The American government should display more transparency and give clearer legal guidelines for targeted killings and the use of drones in Afghanistan and Pakistan, said Philip Alston, a visiting professor at Harvard Law School, during a lecture last week.

The human rights expert spoke to students about the United States’ operations in the Middle East, drawing on his own experiences as an international lawyer and a United Nations Special Rapporteur on Extrajudicial, Summary or Arbitrary Executions, a position he has held since 2004. Alston recalled his numerous, and mostly fruitless, encounters with the government about legal issues surrounding military and CIA operations in Afghanistan and Pakistan.

When he first engaged the government about possible human rights violations, Alston said, he was told that since the operations were “part of the global war on terror, (which) equals an armed conflict,” the U.N.’s human rights commission had no role in the matter, as human rights don’t apply.

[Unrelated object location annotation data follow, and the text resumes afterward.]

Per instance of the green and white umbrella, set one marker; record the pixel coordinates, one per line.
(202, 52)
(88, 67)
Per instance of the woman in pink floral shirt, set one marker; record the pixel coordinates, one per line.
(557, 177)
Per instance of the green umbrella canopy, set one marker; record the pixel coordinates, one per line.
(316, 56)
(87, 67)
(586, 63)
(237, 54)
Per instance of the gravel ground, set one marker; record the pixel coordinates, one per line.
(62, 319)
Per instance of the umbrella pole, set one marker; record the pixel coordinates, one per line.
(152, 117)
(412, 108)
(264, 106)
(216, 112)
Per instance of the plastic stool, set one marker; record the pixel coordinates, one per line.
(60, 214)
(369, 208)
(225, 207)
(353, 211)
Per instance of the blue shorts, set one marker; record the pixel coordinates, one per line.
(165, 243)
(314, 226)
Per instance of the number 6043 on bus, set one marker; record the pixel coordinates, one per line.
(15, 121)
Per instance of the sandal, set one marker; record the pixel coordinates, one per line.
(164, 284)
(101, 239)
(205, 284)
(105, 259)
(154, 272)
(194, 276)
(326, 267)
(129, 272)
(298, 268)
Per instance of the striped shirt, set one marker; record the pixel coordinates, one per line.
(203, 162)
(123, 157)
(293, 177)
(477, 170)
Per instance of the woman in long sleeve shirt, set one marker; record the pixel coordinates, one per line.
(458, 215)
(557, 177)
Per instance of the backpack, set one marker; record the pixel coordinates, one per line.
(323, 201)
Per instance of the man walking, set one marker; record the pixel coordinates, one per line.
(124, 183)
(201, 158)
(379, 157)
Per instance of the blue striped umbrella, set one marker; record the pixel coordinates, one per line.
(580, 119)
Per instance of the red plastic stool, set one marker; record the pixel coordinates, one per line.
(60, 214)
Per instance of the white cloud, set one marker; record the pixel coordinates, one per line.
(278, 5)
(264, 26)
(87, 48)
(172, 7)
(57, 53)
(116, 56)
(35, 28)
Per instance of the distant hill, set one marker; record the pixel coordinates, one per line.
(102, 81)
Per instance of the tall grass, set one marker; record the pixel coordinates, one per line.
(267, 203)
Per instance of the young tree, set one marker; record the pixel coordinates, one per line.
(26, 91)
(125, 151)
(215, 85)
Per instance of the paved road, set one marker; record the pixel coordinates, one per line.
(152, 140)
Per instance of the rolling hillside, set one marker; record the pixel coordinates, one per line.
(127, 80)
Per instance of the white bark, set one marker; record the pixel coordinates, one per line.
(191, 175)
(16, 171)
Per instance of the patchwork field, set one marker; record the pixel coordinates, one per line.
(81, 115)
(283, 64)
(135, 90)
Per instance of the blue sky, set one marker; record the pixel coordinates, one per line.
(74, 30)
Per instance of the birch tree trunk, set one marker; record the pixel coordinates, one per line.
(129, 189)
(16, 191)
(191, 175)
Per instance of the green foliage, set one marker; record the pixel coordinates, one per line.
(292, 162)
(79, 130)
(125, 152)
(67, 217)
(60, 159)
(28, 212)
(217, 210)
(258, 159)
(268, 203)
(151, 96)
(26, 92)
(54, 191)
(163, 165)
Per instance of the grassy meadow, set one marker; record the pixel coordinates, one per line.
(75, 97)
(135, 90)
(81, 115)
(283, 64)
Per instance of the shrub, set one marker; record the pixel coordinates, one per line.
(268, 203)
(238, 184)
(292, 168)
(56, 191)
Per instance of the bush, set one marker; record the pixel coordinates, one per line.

Alston challenged this position, emphasizing that for the past 20 years the “US itself had been on the forefront” of encouraging the UN Special Rapporteur to get involved in situations of armed conflicts.

Alston went on to voice his concern that many civilians were becoming victims of drones and targeted killings. Of the 1700 individuals killed by drones since 2004, approximately 500 were nonmilitants.

“Now those of you who know international humanitarian law will know that there is no easy figure in terms of size (or) what numbers of civilian casualties are acceptable in this sort of context,” he said. “But nonetheless, the rate of 30 percent seems on the face of it to be pretty high.”

Referencing the recent military documents released on WikiLeaks, Alston described a conflict situation in which Afghan civilians were put on U.S. military capture-or-kill lists by business rivals, and Special Forces units sometimes killed people on the lists before Intelligence verified that the targets were threats.

Alston said that in Pakistan, the CIA runs numerous operations unbeknownst to the public. Although “states have legitimate security interests and they need to gather intelligence in order to defend themselves,” Alston said more transparency from the CIA is needed.

“We’re turning an intelligence agency which we know operates in that gray/black zone into an operational force which is killing people in significant numbers, which draws out its own target list and carries out those killings,” he said.

Alston has brought up the issue of accountability to the CIA and the U.S. government, but has yet to receive an official response.

Alston ended his lecture with what he thinks should be four minimum requirements for government transparency about targeted killings. disclosure of the legal criteria establishing who can be targeted and killed; legal justification for where and when these killings can occur; precautions to ensure that such killings are within legal limits; and, proper follow-up when civilians are alleged to have been killed.

Alston is a professor of law and the co-chair for the Center for Human Rights and Global Justice at New York University Law School. His published works include “Ships Passing in the Night: The Current State of the Human Rights and Development Debate seen through the Lens of the Millennium Development Goals” in Human Rights Quarterly (2005) and the book Human Rights and Development Towards Mutual Reinforcement (2005).